Tribal affiliation is overall much weaker now than when the kingdom was founded by Abdulaziz Ibn Saud in 1932. But a revival would likely be seen as potentially disruptive, particularly in view of the civil war in Iraq that involved several major tribes with members in both countries.
That concern may have been behind government intervention to mediate a playground scuffle near the Yemeni border in 2006 for fear it could spread from a pair of schoolboys to their large rival tribes, local media reported at the time.
"You cannot expect tribalism to disappear over one, two or three decades.

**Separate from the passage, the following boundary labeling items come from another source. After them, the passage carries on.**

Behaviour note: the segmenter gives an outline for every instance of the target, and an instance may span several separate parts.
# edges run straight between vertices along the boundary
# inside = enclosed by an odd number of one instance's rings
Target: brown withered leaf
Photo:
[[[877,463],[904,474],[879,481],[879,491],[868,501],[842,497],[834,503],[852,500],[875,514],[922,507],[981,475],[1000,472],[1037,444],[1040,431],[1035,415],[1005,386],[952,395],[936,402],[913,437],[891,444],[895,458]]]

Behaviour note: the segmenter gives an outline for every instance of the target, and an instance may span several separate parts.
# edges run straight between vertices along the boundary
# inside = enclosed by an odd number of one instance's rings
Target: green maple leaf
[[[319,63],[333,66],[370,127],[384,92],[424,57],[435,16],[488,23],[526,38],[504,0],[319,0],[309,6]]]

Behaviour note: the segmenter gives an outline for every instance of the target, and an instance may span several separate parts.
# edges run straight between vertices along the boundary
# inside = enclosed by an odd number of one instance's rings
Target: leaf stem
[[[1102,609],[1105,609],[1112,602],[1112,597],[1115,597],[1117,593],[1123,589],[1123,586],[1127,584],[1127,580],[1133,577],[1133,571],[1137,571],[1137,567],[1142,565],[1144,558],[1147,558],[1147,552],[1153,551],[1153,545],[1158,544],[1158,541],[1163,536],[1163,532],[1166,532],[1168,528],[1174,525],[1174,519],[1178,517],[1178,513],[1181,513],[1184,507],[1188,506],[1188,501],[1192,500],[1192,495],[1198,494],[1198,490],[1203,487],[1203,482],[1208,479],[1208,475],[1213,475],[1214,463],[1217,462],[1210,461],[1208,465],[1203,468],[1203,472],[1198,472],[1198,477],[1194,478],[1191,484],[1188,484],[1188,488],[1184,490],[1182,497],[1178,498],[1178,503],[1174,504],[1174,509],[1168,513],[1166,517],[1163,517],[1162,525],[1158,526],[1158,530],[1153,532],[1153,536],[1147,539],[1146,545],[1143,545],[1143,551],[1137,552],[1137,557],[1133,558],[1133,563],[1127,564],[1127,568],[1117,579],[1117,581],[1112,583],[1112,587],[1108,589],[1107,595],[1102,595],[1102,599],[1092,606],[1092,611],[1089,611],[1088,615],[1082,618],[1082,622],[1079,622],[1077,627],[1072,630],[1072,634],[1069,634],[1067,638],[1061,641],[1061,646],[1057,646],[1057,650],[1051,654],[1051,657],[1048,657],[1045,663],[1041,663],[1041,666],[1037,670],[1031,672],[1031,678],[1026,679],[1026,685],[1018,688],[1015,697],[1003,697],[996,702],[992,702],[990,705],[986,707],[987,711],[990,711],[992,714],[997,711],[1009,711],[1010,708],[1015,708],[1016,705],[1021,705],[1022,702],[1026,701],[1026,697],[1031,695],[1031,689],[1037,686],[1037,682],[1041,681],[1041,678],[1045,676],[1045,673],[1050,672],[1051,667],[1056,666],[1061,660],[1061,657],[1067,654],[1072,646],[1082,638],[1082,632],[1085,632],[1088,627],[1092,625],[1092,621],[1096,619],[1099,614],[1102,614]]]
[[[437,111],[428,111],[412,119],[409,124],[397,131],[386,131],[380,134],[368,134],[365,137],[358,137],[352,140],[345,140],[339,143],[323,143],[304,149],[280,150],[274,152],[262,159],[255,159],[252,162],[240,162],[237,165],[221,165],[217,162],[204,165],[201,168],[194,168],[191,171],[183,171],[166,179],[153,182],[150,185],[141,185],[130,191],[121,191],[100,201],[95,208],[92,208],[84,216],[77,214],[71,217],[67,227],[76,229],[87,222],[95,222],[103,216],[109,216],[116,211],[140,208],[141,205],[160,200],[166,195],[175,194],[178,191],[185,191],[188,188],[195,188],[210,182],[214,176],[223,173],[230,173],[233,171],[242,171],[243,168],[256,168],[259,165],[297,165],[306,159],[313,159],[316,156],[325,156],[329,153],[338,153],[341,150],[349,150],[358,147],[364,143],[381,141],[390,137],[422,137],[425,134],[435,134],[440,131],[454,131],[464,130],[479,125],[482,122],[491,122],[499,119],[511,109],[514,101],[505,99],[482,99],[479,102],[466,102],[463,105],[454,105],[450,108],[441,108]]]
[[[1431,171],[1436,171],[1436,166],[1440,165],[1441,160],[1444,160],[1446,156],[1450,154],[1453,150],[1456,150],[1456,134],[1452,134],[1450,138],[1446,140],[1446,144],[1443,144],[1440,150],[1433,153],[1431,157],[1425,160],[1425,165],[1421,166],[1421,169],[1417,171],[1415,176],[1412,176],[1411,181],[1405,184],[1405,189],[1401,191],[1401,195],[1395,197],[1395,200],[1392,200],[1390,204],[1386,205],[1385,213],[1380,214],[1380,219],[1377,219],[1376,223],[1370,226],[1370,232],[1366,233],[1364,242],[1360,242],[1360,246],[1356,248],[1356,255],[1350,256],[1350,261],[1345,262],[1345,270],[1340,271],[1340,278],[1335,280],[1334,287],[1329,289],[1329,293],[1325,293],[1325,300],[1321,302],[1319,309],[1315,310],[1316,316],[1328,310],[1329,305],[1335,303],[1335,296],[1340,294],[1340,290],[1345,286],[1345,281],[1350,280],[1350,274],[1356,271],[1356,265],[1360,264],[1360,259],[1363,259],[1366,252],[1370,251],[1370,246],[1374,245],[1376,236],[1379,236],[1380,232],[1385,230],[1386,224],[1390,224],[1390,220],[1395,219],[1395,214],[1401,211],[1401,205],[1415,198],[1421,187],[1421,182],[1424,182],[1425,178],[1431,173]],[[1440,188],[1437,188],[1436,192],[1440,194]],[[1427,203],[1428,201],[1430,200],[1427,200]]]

It takes longer than that," said Khalid al-Dakhil, a political scientist in Riyadh.
"Also, maybe the state itself, although it is anti-tribal, still at the same time as it has always done, uses tribal mechanisms for political ends," he added.
Tribal influence registers in subtle ways, and is often most obviously manifested when tribal members have a problem with the authorities.
Because their positions depend on their level of popular support, tribal chiefs will often work as hard as possible to mediate on behalf of their tribesmen.
"His power comes from showing he has lots of constituents, so he will help people to get into hospital or get a business deal because it will help boost his position with the government," Sowayan said.
Tribal leaders have boasted of their ability to secure more lenient sentences for fellow tribesmen who fall foul of the law, while members of bigger clans have a better chance of escaping the death penalty because there are greater resources to fund blood money payments to victims' families.
"Tribalism plays a key role in modern-day Saudi foreign policy," said a US diplomatic cable sent from Riyadh in March 2008 and released by WikiLeaks, noting examples of how blood ties affected relations with neighbouring Yemen and Iraq.